Figure 2Schematic illustration of the quasi-potential landscape for epithelial-to-mesenchymal transition (EMT) in 3-dimensional space (A) and 2-dimensional projection (B). In (A), the basins of attraction depicting the attractors “E”, “E/M” and “M” are labeled respectively along with the cartoons representing the epithelial (tight cell-cell adhesion, cobblestone shaped), hybrid E/M (some cell-cell adhesion and invasive) and mesenchymal (no cell-cell adhesion, invasive and spindle-shaped) phenotypes. The quasi-potential of “attractors”, i.e., stability of “attractors”, is derived from the probability of finding cells in that “attractors”. Lower potential here represents more stable “attractor” in the landscape. The “potential well” depicted here is an analog of “valleys” in Waddington epigenetic landscape.
Figure 3IDP conformational dynamics and phenotypic heterogeneity in prostate cancer cells.

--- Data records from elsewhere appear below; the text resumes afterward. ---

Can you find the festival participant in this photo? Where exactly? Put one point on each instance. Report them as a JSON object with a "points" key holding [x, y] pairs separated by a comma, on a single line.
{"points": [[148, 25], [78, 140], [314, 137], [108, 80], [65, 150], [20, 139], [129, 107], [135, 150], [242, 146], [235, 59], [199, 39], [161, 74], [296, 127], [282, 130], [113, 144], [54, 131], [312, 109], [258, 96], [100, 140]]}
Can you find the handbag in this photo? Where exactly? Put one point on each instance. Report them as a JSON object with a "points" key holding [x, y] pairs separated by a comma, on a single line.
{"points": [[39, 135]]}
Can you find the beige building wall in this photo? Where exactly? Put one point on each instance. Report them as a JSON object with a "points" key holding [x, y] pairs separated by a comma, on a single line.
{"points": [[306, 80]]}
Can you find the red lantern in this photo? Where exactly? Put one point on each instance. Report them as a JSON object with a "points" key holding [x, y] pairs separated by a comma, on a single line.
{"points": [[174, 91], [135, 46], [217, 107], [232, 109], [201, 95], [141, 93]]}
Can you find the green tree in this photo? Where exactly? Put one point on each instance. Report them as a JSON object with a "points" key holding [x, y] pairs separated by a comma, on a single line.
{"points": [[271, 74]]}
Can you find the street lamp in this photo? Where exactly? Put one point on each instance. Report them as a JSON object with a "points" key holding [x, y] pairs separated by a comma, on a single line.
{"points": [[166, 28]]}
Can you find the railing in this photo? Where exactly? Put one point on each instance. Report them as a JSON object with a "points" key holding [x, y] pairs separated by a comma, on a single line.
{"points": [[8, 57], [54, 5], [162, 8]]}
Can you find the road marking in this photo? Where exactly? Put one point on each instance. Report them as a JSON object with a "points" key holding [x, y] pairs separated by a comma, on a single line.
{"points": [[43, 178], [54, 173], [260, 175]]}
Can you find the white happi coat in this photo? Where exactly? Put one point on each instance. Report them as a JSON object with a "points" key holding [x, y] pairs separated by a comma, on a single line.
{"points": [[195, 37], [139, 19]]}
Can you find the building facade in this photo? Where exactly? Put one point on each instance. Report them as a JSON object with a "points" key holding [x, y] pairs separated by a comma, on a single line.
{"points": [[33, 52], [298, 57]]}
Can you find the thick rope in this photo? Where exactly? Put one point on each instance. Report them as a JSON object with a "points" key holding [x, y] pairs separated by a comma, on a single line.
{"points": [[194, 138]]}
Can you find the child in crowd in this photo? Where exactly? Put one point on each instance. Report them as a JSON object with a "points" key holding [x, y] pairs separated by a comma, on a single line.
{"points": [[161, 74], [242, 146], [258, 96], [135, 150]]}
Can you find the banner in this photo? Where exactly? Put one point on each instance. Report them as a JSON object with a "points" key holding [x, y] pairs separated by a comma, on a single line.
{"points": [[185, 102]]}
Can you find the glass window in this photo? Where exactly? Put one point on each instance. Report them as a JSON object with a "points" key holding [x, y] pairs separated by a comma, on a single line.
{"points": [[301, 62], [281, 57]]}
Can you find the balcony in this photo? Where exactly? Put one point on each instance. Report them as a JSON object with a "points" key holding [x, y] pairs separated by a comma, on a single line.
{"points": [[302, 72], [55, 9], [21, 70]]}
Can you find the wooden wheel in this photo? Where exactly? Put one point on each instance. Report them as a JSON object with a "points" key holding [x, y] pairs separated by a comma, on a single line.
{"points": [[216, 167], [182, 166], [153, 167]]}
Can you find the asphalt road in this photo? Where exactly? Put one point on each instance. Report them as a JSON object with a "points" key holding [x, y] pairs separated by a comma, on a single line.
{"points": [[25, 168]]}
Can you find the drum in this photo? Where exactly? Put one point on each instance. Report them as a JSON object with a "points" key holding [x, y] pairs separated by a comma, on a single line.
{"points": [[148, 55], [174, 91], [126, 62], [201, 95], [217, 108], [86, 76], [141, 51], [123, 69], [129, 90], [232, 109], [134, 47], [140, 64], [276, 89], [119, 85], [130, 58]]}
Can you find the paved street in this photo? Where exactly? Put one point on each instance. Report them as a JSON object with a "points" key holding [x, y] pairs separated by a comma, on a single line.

The stress-response kinase HIPK1 phosphorylates the IDP PAGE4 resulting in a relatively compact PAGE4 ensemble (HIPK1-PAGE4) that can potentiate AP-1 in androgen-dependent cells. In contrast, the dual-specificity kinase CLK2 hyperphosphorylates PAGE4 leading to a more random-like PAGE4 ensemble (CLK2-PAGE4) that attenuates AP-1 function. Mathematical modeling suggests that the oscillatory dynamics of HIPK1-PAGE4, CLK2-PAGE4, and CLK2 in the circuit enable the cells to transition from an androgen-dependent to an androgen-independent phenotype. This prediction is supported by the experimentally observed heterogeneity in a population of isogenic PCa cells (see [106] for details).